働いた経験がなく、シングルマザーというハンデがあるが、絵を描くことが得意だったため、なんとか家具製造会社でベビーベッドにイラストを描く仕事に就くことができた。
そして休日は公園で似顔絵師として出店を出し、幾ばくかの収入を得る。
そのとき、隣で風景画を売っている男性の陽気な営業トークが耳に入る。
気になって見ていると目が合った。
彼はマーガレットの元にやってきて、彼女が描く、目の大きい子供の絵に興味を示す。
ウォルター・キーンと名乗る彼は、不動産業を営む日曜画家で、パリの美術学校で技法を学び、一貫してパリの町並みを描いていた。
二人は急速に距離を縮めていき、元夫からジェーンの養育権を奪われそうになったとき、ウォルターからプロポーズされて結婚した。
ハワイで式を挙げ、その色彩の素晴らしさに感動するマーガレット。
結婚した証に、マーガレットは自分の絵に「KEANE (キーン) 」と新しい名字でサインした。
ウォルターは馴染みの画廊に自分とマーガレットの絵を展示してほしい、と持っていくが取り付く島もなく断られる。
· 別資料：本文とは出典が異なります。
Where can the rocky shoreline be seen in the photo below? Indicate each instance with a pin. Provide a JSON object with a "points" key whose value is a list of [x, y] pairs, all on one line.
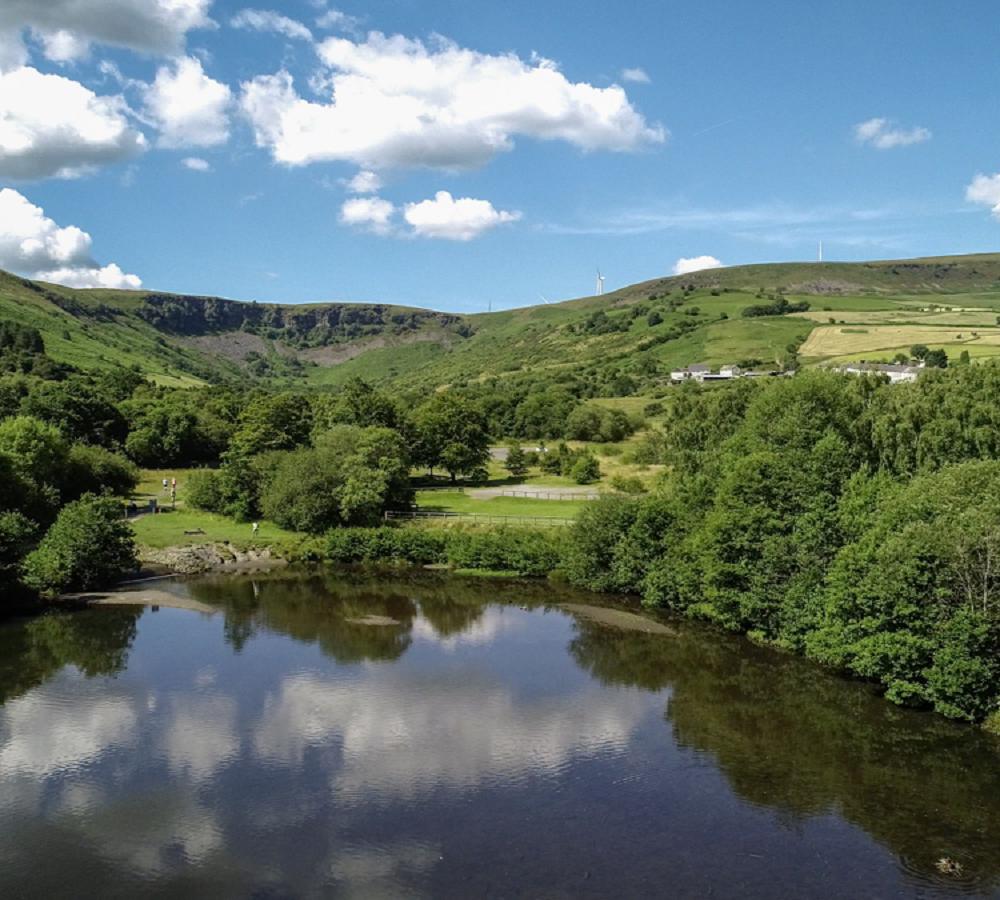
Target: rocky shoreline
{"points": [[197, 559]]}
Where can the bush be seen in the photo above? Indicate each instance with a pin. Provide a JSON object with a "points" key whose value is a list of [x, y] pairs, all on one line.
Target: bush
{"points": [[94, 470], [416, 546], [628, 484], [586, 470], [204, 491], [89, 545], [525, 552], [520, 551]]}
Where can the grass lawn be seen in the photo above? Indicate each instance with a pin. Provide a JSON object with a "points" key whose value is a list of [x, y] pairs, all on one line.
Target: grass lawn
{"points": [[167, 529], [151, 485], [459, 502]]}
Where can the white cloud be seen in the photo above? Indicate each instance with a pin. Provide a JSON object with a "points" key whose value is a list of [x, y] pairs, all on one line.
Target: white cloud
{"points": [[53, 126], [188, 107], [636, 75], [985, 190], [52, 730], [455, 220], [883, 134], [269, 20], [13, 53], [416, 741], [370, 213], [398, 102], [66, 28], [689, 264], [365, 182], [33, 244], [109, 276], [334, 19]]}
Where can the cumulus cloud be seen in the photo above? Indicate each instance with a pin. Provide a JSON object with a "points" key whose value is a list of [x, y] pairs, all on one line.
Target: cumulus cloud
{"points": [[884, 134], [53, 126], [13, 53], [370, 213], [334, 19], [269, 20], [455, 220], [67, 28], [365, 182], [687, 264], [32, 244], [398, 102], [189, 108], [985, 190], [636, 75]]}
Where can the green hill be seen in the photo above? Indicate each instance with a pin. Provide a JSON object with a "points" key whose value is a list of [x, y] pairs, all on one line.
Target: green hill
{"points": [[626, 337]]}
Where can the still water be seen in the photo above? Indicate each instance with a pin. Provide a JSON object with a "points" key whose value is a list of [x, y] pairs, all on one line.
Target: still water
{"points": [[335, 735]]}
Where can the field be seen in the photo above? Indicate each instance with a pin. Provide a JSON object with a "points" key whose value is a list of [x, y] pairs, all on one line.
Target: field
{"points": [[182, 527], [643, 330], [835, 341]]}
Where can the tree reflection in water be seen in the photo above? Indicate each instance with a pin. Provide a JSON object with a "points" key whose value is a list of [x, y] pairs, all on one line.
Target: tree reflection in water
{"points": [[786, 735]]}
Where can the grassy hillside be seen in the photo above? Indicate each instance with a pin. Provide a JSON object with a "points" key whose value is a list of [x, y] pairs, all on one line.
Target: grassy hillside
{"points": [[856, 310]]}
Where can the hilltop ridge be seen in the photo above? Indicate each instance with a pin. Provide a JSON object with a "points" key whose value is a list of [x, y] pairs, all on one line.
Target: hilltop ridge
{"points": [[629, 334]]}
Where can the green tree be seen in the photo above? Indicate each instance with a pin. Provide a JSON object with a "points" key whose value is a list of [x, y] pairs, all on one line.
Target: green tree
{"points": [[451, 434], [586, 470], [516, 461], [89, 545]]}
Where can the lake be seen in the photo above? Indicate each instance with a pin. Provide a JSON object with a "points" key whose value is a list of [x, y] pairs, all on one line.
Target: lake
{"points": [[339, 735]]}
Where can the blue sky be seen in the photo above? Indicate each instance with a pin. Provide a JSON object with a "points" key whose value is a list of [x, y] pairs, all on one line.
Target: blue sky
{"points": [[737, 139]]}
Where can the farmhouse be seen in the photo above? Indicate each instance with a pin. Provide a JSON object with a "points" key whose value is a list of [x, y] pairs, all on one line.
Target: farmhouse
{"points": [[697, 373]]}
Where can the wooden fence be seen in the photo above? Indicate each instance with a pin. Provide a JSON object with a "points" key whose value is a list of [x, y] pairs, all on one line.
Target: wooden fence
{"points": [[391, 515]]}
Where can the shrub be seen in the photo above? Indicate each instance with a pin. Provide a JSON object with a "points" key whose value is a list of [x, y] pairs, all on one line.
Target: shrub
{"points": [[527, 552], [417, 546], [89, 545], [516, 462], [94, 470], [586, 470], [628, 484], [204, 490]]}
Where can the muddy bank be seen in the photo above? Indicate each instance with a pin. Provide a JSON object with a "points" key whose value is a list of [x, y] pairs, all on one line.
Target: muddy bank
{"points": [[139, 596], [200, 558]]}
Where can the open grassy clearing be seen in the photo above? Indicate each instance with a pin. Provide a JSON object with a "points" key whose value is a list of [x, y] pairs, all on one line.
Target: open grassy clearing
{"points": [[834, 341], [983, 318], [170, 528]]}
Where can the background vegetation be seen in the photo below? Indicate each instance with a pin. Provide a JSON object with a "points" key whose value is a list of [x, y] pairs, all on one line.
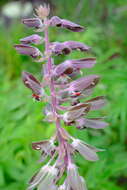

仕方なくバーの片隅、それもトイレに続く細い通路で展示させてもらう。
関心を示す人は少なかったが、マーガレットが描いたものが1枚だけ売れた。
カウンターで落胆していると、オーナーが絡んできたので、激昂したウォルターは、思いがけずマーガレットの絵が描かれたキャンバスで殴ってしまう。
その写真が新聞の一面に載ってしまい、オーナーの頭で突き破られた絵は評判になり、展示していた絵が全部売れたのだ。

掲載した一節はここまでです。